What also hasn’t happened yet is any sense of laziness. Rinehart is a humble guy, but he’s confident that the band is only getting better. “People get older and get rich and the music doesn’t matter to them anymore; I don’t know,” he says. “But that certainly hasn’t happened to us.”

He recounts the early days of NEEDTOBREATHE, back before the band was just traveling from gig to gig in a cheap van, and while much has changed, he thinks even more has stayed the same.

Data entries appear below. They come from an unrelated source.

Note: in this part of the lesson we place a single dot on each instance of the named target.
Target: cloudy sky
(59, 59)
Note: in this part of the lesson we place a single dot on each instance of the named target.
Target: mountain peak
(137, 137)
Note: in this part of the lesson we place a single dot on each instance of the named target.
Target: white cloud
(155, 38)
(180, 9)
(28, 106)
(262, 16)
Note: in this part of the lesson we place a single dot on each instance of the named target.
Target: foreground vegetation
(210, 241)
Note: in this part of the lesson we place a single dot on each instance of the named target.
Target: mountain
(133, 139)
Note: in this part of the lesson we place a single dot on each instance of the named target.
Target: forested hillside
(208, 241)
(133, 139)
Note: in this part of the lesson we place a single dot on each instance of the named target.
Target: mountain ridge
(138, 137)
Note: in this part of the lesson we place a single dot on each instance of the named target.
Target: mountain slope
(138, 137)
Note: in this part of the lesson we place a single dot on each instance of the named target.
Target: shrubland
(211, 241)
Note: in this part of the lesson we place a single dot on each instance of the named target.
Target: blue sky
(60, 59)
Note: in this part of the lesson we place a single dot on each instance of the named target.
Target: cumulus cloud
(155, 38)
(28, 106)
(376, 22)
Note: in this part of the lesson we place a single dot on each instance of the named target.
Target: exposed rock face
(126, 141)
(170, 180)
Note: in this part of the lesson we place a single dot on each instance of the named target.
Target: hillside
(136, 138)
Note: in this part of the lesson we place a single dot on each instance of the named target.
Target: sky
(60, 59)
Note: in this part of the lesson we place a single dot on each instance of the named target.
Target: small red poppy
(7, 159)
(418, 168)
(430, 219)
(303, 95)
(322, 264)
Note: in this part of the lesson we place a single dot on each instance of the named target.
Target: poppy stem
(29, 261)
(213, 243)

“I look back at early stuff of us on the stage, the raw emotion and energy, that always connects still to me,” he says. “I remember feeling ‘This show is the end-all of all shows.’ There weren’t more than 200 people in the place. But there’s just something about that that we try to do now too. I think every time I look back at our band, I always admire that part us. I look at back at those guys and think, “man, these dudes have no idea what they’re doing, but they’re brash. They’re just dumb enough to believe that this works.’” 

It’s still working today. Rinehart and the band are putting together the details of their upcoming tour, which they’re hoping to launch on the other side of the pandemic. He’s enjoying it, but he’s a little dazzled by the resources the band’s success has placed at his fingertips now. “You can do almost anything,” he says. “You can make it as big as you want to make it.”

But he smiles. “Is that what people want to see?” he asked. “Or do they want to see you being vulnerable?” 

That’s just one more mystery the band will have to figure out. But they’ve got all the clues they need.